実際の対応としては a.吸引カテーテルで側溝から気管後壁を突っつかないようにカニューレの構造を理解すること b.実際の吸引技術を磨くこと c.バルブを外して内腔を観察する毎日の地味な作業を継続すること e.気管切開が施行された原因が取り除かれ次第、出来るだけ早く気管カニューレを抜去すること。これらが肉芽形成のトラブルを防ぐ手段だと考える。尚、それでも肉芽が同一部位に繰り返し発生する場合はカニューレ変更もしくは側溝の位置を変えるのが手であるが、耳鼻咽喉科医が不在の施設では一時的に単管カニューレで凌ぐのがbetterと思われる。

その他、年齢が若いというのも肉芽増殖には影響を与えているのかもしれず、古賀[2]の小児における気管切開症例の報告では成人に比べトラブル率が高い印象を受ける(これも運動由来の肉芽形成が一番の原因だろうが、小児は経験したことがないので推測である)。

今回、1例は高位気管切開だったので先行研究を見直すと、気管切開の後遺症において本多[3・4]は246例中15例(6.1%)に内腔狭窄を認め、そのうち2例に気管カニューレ抜去3カ月後の呼吸不全があったと報告している。

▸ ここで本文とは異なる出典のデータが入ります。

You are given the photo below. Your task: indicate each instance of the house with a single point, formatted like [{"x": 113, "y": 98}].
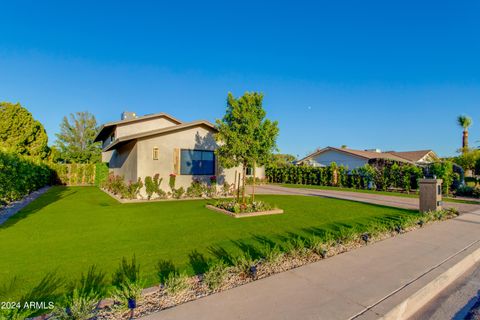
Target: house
[
  {"x": 136, "y": 147},
  {"x": 357, "y": 158}
]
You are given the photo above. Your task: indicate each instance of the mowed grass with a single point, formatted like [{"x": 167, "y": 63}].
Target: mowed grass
[
  {"x": 384, "y": 193},
  {"x": 70, "y": 228}
]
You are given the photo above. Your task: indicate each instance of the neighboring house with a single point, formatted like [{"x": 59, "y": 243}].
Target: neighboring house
[
  {"x": 357, "y": 158},
  {"x": 137, "y": 147}
]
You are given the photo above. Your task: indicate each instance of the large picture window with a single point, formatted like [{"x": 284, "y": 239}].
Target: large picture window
[{"x": 197, "y": 162}]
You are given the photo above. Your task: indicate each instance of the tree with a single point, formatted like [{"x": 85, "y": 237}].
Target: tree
[
  {"x": 468, "y": 159},
  {"x": 75, "y": 140},
  {"x": 465, "y": 122},
  {"x": 245, "y": 136},
  {"x": 20, "y": 133}
]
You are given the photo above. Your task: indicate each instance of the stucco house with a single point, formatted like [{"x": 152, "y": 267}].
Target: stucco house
[
  {"x": 136, "y": 147},
  {"x": 357, "y": 158}
]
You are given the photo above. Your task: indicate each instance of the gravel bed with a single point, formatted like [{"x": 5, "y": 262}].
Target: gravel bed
[{"x": 12, "y": 208}]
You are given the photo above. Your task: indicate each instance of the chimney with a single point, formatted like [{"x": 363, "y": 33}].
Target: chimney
[
  {"x": 126, "y": 115},
  {"x": 374, "y": 150}
]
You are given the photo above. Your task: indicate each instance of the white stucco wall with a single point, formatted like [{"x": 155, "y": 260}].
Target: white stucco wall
[
  {"x": 339, "y": 158},
  {"x": 142, "y": 126},
  {"x": 199, "y": 138},
  {"x": 124, "y": 162}
]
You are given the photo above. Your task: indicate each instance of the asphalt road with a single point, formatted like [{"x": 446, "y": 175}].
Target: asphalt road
[{"x": 456, "y": 301}]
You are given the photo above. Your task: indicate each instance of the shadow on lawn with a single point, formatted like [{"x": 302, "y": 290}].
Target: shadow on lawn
[{"x": 54, "y": 194}]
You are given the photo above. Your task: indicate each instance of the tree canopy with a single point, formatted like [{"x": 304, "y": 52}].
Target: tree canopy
[
  {"x": 20, "y": 133},
  {"x": 245, "y": 136},
  {"x": 464, "y": 121},
  {"x": 75, "y": 140}
]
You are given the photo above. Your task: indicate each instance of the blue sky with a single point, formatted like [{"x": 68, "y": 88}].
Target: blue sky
[{"x": 368, "y": 74}]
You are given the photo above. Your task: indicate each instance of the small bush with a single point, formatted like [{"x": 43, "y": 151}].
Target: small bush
[
  {"x": 234, "y": 206},
  {"x": 296, "y": 247},
  {"x": 178, "y": 193},
  {"x": 126, "y": 272},
  {"x": 243, "y": 264},
  {"x": 272, "y": 254},
  {"x": 176, "y": 283},
  {"x": 317, "y": 246},
  {"x": 196, "y": 189},
  {"x": 127, "y": 291},
  {"x": 216, "y": 274}
]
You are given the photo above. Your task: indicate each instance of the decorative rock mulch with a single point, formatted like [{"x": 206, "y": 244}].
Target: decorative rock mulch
[
  {"x": 244, "y": 215},
  {"x": 12, "y": 208},
  {"x": 158, "y": 299}
]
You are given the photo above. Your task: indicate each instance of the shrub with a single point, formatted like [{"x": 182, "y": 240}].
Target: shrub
[
  {"x": 176, "y": 283},
  {"x": 227, "y": 189},
  {"x": 296, "y": 247},
  {"x": 272, "y": 254},
  {"x": 244, "y": 263},
  {"x": 101, "y": 173},
  {"x": 317, "y": 246},
  {"x": 126, "y": 272},
  {"x": 132, "y": 190},
  {"x": 127, "y": 282},
  {"x": 178, "y": 193},
  {"x": 127, "y": 291},
  {"x": 234, "y": 206},
  {"x": 196, "y": 189},
  {"x": 77, "y": 306},
  {"x": 21, "y": 175},
  {"x": 216, "y": 274},
  {"x": 171, "y": 181}
]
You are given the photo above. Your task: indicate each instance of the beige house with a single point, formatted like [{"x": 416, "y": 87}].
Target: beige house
[
  {"x": 137, "y": 147},
  {"x": 353, "y": 159}
]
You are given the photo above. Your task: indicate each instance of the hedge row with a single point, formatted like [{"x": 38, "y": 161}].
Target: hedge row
[
  {"x": 382, "y": 175},
  {"x": 20, "y": 175}
]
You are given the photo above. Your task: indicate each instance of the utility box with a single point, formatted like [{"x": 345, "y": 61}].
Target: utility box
[{"x": 430, "y": 194}]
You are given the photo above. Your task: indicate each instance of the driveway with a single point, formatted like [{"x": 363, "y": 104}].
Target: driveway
[{"x": 392, "y": 201}]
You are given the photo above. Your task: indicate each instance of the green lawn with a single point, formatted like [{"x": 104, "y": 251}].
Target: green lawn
[
  {"x": 386, "y": 193},
  {"x": 70, "y": 228}
]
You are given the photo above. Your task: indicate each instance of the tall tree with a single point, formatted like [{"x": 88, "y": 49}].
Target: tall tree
[
  {"x": 245, "y": 136},
  {"x": 465, "y": 122},
  {"x": 20, "y": 132},
  {"x": 75, "y": 140}
]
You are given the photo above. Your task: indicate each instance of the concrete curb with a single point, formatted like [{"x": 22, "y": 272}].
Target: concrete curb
[{"x": 416, "y": 301}]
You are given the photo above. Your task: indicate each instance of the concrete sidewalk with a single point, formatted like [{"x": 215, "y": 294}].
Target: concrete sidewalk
[
  {"x": 364, "y": 283},
  {"x": 393, "y": 201}
]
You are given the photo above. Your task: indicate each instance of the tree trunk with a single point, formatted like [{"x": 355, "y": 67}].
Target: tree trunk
[
  {"x": 238, "y": 188},
  {"x": 253, "y": 184},
  {"x": 465, "y": 141},
  {"x": 243, "y": 183}
]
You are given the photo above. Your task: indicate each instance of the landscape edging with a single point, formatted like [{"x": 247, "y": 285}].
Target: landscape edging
[{"x": 245, "y": 215}]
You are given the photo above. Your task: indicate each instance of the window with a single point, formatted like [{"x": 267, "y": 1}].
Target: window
[{"x": 197, "y": 162}]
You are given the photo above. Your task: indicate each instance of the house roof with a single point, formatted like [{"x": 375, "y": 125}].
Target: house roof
[
  {"x": 125, "y": 139},
  {"x": 413, "y": 156},
  {"x": 107, "y": 128},
  {"x": 359, "y": 153}
]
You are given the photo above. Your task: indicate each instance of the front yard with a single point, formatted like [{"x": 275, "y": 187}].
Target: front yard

また、第1気管輪cutもしくは輪状軟骨損傷が内腔狭窄のリスクになるとも述べている。島らは[5]気管内肉芽除去について報告しており、内視鏡を用いて徹底的に除去すること、繰り返す場合は経皮的処置を行うこと、さらには輪状甲状間膜切開を避けること、再発することもあるのでカニューレ抜去後3カ月は注意することと述べている。稲見ら[6]は高位気管切開と縦切開を避け、カニューレの挿入や交換が容易な開窓弁状法を推奨している。日本神経学会[7]によるとカニューレ抜去困難症は高位気管切開の80%に発生すると述べている。やはり、高位気管切開はトラブル率が高いことが伺える。

以上より、臨床では気管切開患者の気切位置を入院時から確認する必要があり、(気管切開に慣れていないと評価は難しいかもしれない)仮に高位気管切開の場合は、本来なら先行研究の内容を家族へアナウンスすることが望ましい。ただし、闇雲にすべてをアナウンスしてしまうと前医を批判することに繋がり、最終的には自らの首を絞めることにも繋がりかねない諸刃の剣となり得る。正直どうすべきかは管理人のレベルではわからないので棚上げさせて頂く。

その他関連するものとして、福田ら[8]は長期気管切開では後輪状披裂筋の吸気性活動(声帯の開大)が制限されることを基礎研究にて報告し、気管カニューレ抜去には徐々に気切孔を狭めて気道抵抗を上げていくことが望ましいのではと説明している。しかし、自験例では気切孔を小さくされて(カニューレサイズをダウン)転院して来た症例が肉芽トラブルで再度拡大という結末を数列経験している。小さくすること=抜去の図式には疑問が残る。一般的な臨床では、テープによる気切部閉鎖がお手軽で効果も高い方法だといえる。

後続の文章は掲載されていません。